Utility Services Charges

 

 

1.

Utility Services Charges. In consideration for the Utility Services consumed at the Building, Tenant shall pay charges, all as more fully described in this EXHIBIT D-l.

 

 

2.

Definitions. For the purposes of this EXHIBIT D-l the following terms shall have the following definitions:

 

 

 

“Overhead Charge” means, with respect to each billing month, the Tenant Base Amount for such billing month multiplied by twenty-five percent (25%).

 

 

 

“RED” means RED-Rochester, LLC, a Delaware limited liability company.

 

 

 

“Sanitary Sewer Charges” means for each billing month an amount equal to $83.33 (equivalent to $1,000 per year).

 

 

 

“Standard Base Rate” means, with respect to each Utility Service for each billing month, the rate reported by RED as the standard average rate per unit for such Utility Service with respect to such billing month charged by RED to customers of Eastman Business Park generally.

 

 

 

“Tenant Base Amount” means, with respect to each billing month, the sum of the results of the Standard Base Rate with respect to each Utility Service for such billing month multiplied by the number of units of such Utility Service consumed or deemed to be consumed by Tenant during such billing month.

 

 

 

“Utility Services Charges” means the charges payable by Tenant for Utility Services as determined in accordance with paragraph 4 of this EXHIBIT D-l.

 

 

3.

Usage Determination.
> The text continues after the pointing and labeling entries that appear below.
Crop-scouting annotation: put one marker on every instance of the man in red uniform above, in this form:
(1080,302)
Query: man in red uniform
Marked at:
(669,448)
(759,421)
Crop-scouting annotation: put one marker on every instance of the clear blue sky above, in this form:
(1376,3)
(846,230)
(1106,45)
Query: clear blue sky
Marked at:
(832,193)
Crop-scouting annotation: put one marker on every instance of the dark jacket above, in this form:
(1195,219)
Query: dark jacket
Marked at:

Tenant’s consumption of each of the Utility Services shall be computed in accordance with meters measuring actual delivery of such Utility Service to the Premises, or if no such meter exists, then in accordance with the reasonable estimate of Landlord based on the meters measuring the actual delivery of such Utility Service to the Building or portion of the Building in which the Premises is located or, if no such meter exists, based upon Landlord’s reasonable estimate derived in a manner similar to Landlord’s estimates for allocation of Utility Services charges to other occupants of the Building or other adjacent buildings in Eastman Business Park.

 

 

4.

Utility Services Charges. For each billing month, the Utility Services Charges shall be equal to the Tenant Base Amount for such billing month, the Overhead Charge for such billing month and the Sanitary Sewer Charges for such billing month.

 

 

5.

Operating Dividend. Landlord shall credit to Tenant a pro rata portion, based on utility consumption and the Standard Base Rates during the relevant period, of each operating dividend actually received by Landlord from RED. Landlord shall credit such amount to Tenant on the invoice issued to Tenant after the receipt by Landlord of the Operating Dividend from RED. For purposes of this paragraph 5, the date of the invoice on which Landlord receives a credit attributable to an Operating Dividend shall be deemed to be receipt by Landlord of such Operating Dividend.


 

 

6.

Calculations. The number of units of wastewater treatment and sewer provided to Tenant during any billing month shall be deemed to be the number of units of process water provided to Tenant during such billing month. A billing month that straddles two calendar quarters or two calendar years shall be deemed to occur in the calendar quarter or calendar year in which the majority of the days comprising such billing month fall.